I have learned several things while litigating civil racketeering cases over the past several years. One thing for sure – many, if not most, civil cases alleging violations of state and federal racketeering acts are not well founded. So, if you’re thinking about accusing someone of being a criminal be sure your supporting facts are solid and you have a thorough understanding of the law. Each of these tasks requires a lot of work. Don’t skimp on either.

Notice I used the word “criminal”. Even though you may be filing a civil RICO case, you must allege that the defendant committed more than one crime. Not just any crime, but one of those listed in the statute (“predicate offense” in RICO parlance). Most RICO commentators agree, no crimes -- no RICO violation. Since civil RICO defendants are not provided the constitutional protections afforded to every criminal defendant, each of us – whether lawyer or client – has a duty not to abuse the tremendous power provided to civil plaintiffs by RICO.

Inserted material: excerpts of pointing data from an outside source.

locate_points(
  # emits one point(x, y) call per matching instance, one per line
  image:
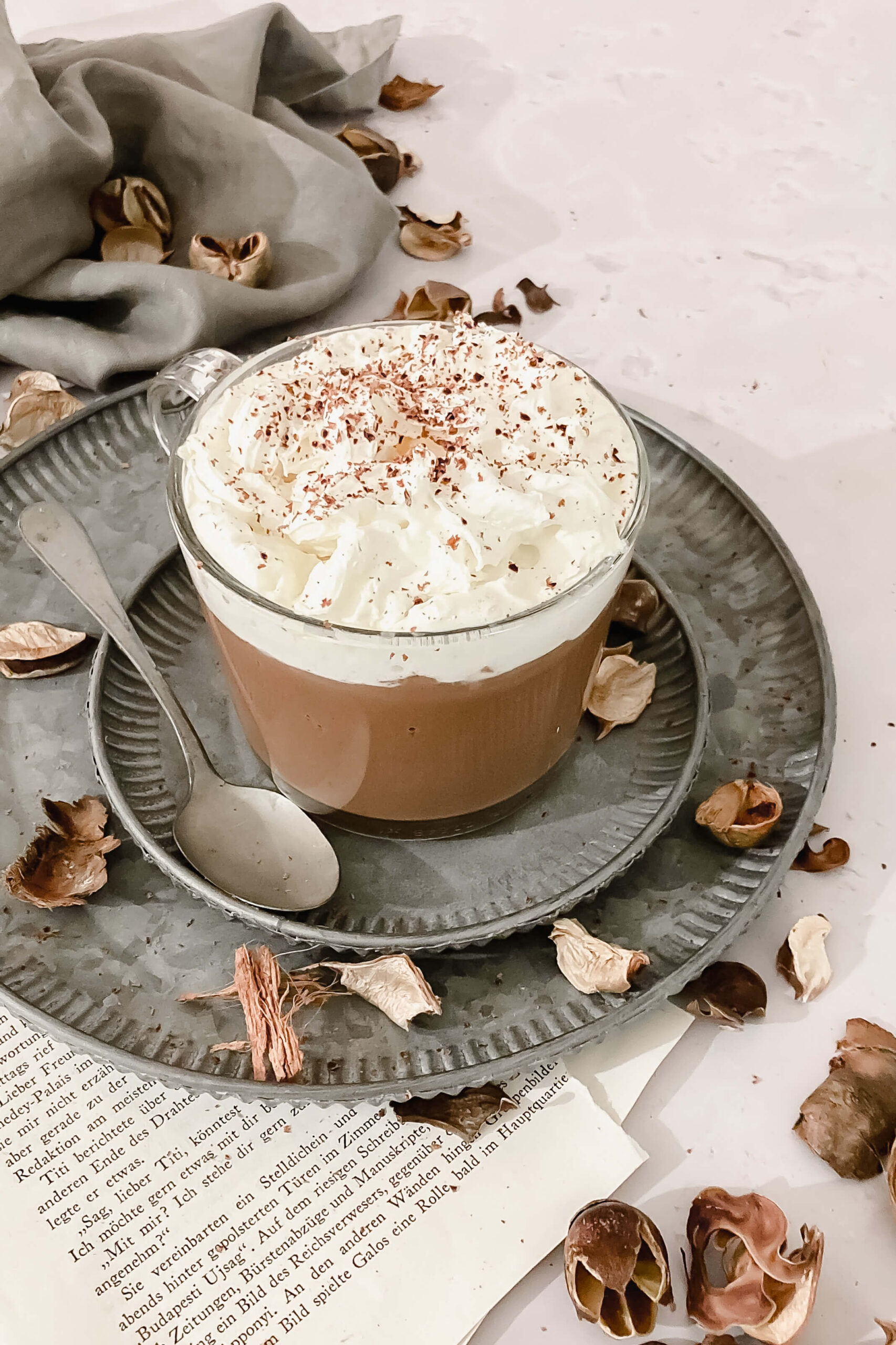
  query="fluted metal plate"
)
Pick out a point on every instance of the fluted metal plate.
point(598, 813)
point(106, 977)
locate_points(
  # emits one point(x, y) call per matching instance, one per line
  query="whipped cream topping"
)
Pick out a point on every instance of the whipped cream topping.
point(411, 478)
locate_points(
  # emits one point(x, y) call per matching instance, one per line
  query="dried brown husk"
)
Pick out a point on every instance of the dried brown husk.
point(65, 863)
point(432, 240)
point(537, 298)
point(463, 1115)
point(401, 95)
point(637, 604)
point(833, 854)
point(35, 401)
point(742, 813)
point(381, 157)
point(851, 1118)
point(131, 201)
point(133, 243)
point(590, 964)
point(37, 649)
point(802, 958)
point(393, 984)
point(501, 313)
point(243, 260)
point(617, 1269)
point(727, 992)
point(768, 1293)
point(621, 690)
point(435, 301)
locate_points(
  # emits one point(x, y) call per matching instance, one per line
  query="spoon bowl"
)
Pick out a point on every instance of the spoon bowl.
point(251, 842)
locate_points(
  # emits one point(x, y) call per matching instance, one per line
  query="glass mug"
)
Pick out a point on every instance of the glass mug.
point(392, 733)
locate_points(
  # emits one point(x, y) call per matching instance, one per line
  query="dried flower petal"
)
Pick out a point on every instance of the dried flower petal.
point(742, 813)
point(37, 649)
point(621, 690)
point(590, 964)
point(727, 992)
point(537, 298)
point(435, 301)
point(392, 984)
point(463, 1115)
point(617, 1269)
point(851, 1118)
point(401, 95)
point(245, 260)
point(37, 401)
point(802, 959)
point(381, 157)
point(637, 603)
point(833, 854)
point(432, 240)
point(132, 243)
point(131, 201)
point(501, 313)
point(767, 1293)
point(66, 860)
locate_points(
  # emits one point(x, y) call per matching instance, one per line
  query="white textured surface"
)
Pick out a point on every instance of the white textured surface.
point(711, 191)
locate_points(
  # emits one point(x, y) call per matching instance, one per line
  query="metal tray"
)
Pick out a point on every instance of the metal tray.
point(106, 977)
point(598, 813)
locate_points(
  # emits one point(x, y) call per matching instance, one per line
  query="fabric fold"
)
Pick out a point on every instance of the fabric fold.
point(216, 119)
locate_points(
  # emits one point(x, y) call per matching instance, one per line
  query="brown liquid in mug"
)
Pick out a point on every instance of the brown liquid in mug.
point(418, 750)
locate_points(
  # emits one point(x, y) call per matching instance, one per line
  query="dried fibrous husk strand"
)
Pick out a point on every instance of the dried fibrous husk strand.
point(432, 240)
point(802, 958)
point(727, 992)
point(257, 978)
point(617, 1269)
point(37, 649)
point(435, 301)
point(243, 260)
point(501, 313)
point(131, 201)
point(590, 964)
point(851, 1118)
point(135, 243)
point(742, 813)
point(393, 984)
point(621, 690)
point(381, 157)
point(767, 1293)
point(463, 1114)
point(401, 95)
point(37, 400)
point(537, 298)
point(65, 863)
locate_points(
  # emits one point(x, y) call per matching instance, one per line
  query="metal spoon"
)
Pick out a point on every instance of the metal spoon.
point(251, 842)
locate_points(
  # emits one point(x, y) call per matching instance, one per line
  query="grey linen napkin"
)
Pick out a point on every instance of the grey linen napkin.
point(214, 116)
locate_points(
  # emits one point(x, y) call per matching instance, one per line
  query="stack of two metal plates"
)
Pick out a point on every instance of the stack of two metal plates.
point(743, 681)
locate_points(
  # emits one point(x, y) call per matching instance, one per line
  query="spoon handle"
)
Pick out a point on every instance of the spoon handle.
point(61, 542)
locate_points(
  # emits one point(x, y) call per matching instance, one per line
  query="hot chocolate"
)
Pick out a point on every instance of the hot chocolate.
point(419, 533)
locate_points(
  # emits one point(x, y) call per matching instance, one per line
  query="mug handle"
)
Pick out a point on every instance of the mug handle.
point(174, 390)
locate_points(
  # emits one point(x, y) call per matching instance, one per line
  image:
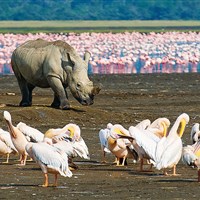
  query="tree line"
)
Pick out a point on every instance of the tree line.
point(99, 10)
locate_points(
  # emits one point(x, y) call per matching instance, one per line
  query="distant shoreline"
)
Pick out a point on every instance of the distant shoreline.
point(77, 26)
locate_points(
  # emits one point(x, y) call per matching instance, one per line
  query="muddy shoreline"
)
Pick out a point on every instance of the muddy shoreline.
point(124, 99)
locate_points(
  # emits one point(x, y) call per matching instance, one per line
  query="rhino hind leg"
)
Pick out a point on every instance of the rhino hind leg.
point(56, 102)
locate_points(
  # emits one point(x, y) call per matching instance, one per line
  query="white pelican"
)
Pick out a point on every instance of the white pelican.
point(50, 159)
point(17, 137)
point(191, 156)
point(103, 137)
point(167, 151)
point(72, 130)
point(32, 134)
point(121, 148)
point(143, 124)
point(69, 140)
point(155, 130)
point(6, 145)
point(195, 133)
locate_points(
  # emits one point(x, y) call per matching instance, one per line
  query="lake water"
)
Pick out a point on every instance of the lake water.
point(122, 53)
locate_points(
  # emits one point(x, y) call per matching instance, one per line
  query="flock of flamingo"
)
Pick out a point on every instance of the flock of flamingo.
point(121, 53)
point(154, 142)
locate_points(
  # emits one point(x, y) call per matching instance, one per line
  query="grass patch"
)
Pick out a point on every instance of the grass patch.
point(97, 26)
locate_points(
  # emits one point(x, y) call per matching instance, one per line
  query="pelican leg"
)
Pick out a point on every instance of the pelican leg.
point(115, 161)
point(198, 175)
point(123, 162)
point(23, 160)
point(103, 156)
point(46, 181)
point(118, 161)
point(165, 172)
point(141, 164)
point(7, 158)
point(174, 170)
point(56, 180)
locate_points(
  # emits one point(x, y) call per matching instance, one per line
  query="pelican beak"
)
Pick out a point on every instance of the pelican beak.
point(182, 128)
point(125, 137)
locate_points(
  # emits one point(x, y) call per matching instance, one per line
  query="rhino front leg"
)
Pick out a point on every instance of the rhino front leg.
point(26, 93)
point(60, 98)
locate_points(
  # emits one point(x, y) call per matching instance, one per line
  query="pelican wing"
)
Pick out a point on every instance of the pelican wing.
point(188, 155)
point(103, 137)
point(171, 155)
point(143, 124)
point(30, 132)
point(6, 138)
point(52, 157)
point(144, 141)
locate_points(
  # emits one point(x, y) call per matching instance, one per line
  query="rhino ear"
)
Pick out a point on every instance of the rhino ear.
point(67, 63)
point(87, 56)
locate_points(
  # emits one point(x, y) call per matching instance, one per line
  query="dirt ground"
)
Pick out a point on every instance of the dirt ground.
point(124, 99)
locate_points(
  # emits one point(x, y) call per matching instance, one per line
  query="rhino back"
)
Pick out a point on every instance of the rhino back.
point(37, 59)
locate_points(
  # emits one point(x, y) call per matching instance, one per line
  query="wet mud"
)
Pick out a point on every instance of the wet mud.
point(124, 99)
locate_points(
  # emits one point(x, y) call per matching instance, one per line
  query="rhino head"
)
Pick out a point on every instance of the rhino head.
point(77, 75)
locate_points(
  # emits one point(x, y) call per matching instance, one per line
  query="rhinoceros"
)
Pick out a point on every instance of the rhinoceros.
point(39, 63)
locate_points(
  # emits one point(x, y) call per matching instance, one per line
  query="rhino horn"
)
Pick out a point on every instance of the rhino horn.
point(96, 90)
point(87, 56)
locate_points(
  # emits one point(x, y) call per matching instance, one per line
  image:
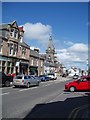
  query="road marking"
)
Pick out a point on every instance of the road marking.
point(5, 93)
point(6, 87)
point(28, 89)
point(56, 97)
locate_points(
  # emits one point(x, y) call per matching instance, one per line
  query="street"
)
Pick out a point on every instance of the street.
point(48, 100)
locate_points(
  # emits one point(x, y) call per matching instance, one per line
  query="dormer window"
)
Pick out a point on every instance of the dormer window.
point(21, 39)
point(12, 33)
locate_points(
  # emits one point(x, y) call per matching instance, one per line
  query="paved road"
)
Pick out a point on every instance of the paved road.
point(44, 101)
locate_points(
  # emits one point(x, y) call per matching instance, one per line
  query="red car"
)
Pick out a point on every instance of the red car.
point(82, 83)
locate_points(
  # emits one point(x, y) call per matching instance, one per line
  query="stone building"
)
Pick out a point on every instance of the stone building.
point(14, 52)
point(51, 63)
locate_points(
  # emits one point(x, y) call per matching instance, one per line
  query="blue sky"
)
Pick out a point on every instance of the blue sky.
point(67, 22)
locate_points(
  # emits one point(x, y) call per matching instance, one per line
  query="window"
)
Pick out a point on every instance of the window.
point(10, 49)
point(21, 39)
point(31, 62)
point(15, 50)
point(25, 77)
point(41, 63)
point(12, 33)
point(0, 49)
point(37, 63)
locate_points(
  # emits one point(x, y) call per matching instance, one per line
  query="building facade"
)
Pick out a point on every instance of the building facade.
point(51, 63)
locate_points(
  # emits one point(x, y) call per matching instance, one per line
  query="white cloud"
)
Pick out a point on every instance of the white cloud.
point(79, 47)
point(37, 31)
point(74, 55)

An article in the National Law Journal captured the essence of RICO litigation in its February 27, 2006 edition –

"The thought of defending a civil Racketeering Influenced and Corrupt Organizations Act (RICO) claim frequently triggers a degree of trepidation in the minds of defense counsel and their clients. The former due to the undeniably complex nature of the RICO statute itself, which even the U. S. Supreme Court has expressed difficulty in interpreting. See, H.J. Inc. v. Northwest Bell Tel. Co., 492 U.S. 229, 251-256 (1989) (Scalia, J. concurring). And the later due to RICO’s potentially crippling remedial scheme, aptly described by the 1st Circuit Court of Appeals as ‘the litigation equivalent of a thermonuclear device.’" Miranda v. Ponce Fed. Bank, 948 F.2d 41, 44 (1st Cir. 1991).

With that sobering thought in mind, I’ll sign off for now.